A Village Romeo and Juliet in Frankfurt
The Frankfurt Opera is one of my favourite venues and I have attended there many impressive performances, but I had not originally intended to see their revival of A Village Romeo and Juliet. Rather my plan was to see Cavalli’s La Calisto in Wiesbaden. As though to punish me for my infidelity to Frankfurt, this performance was cancelled. So I had to resort to my contingency plan, and hop on a train to get to the Delius for only my second experience of this work. It proved to be dramatically and musically more powerful than I had remembered. It portrays the lovers’ tragedy not, as in Shakespeare, as a consequence of bitter political rivalry but rather of a failure to respect the wholeness of nature.
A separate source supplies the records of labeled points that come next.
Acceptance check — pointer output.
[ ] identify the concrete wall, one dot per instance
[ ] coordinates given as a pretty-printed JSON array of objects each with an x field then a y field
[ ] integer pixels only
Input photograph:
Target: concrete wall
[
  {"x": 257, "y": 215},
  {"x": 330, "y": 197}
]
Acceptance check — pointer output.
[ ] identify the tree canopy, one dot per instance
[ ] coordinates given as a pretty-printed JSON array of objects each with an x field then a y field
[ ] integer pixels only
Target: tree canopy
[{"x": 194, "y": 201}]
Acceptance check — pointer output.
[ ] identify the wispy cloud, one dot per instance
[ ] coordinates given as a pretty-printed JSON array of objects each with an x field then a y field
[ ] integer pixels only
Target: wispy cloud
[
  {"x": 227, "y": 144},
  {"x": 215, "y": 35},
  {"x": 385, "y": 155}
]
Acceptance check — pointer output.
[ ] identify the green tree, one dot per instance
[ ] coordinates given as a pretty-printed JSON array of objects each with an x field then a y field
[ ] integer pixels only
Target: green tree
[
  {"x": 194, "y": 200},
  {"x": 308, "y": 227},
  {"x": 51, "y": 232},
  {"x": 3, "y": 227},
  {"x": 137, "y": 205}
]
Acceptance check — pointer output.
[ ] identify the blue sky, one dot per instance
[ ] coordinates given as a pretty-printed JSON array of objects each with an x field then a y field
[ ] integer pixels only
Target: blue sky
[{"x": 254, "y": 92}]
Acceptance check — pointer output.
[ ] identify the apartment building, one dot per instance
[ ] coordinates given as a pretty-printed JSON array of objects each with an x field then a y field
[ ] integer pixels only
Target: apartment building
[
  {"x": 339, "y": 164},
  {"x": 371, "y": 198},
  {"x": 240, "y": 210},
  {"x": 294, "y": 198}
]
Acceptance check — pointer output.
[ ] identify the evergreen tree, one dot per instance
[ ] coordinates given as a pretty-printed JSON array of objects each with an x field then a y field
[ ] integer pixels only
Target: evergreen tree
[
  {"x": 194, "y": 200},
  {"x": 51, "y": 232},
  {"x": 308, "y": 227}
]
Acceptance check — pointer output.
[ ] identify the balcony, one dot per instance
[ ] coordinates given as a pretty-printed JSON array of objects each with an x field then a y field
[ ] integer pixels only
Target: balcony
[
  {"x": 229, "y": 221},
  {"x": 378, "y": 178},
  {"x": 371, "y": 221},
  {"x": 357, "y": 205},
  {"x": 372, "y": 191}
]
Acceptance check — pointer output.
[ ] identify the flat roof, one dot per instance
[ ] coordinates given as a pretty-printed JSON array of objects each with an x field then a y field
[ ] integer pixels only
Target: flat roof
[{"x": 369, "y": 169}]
Admittedly in Eva-Maria Höckmayr’s production (designer Christian Schmidt) real nature hardly exists. Instead we are presented with caricatural, postcard images of “nature” outside a grim agricultural village in which the young people are imprisoned emotionally by social and cultural tradition. Their thoughts are forever switching between memories of the short-lived freedom of childhood exploration and fantasies of escape to another world. This is a broader and ultimately satisfying interpretation of the piece which grew upon me as the evening progressed. There are some striking episodes, as the divided stage constantly projects images of the past and future. If this becomes, at times, rather too complex, it is balanced by the starkness of the lovers’ fate – at one point literally, as they remove their clothes, to find briefly a release from the constricting surrounds. An impressive performance from soprano Amanda Majeski and a beautifully paced interpretation of the score by Paul Daniel were other highlights.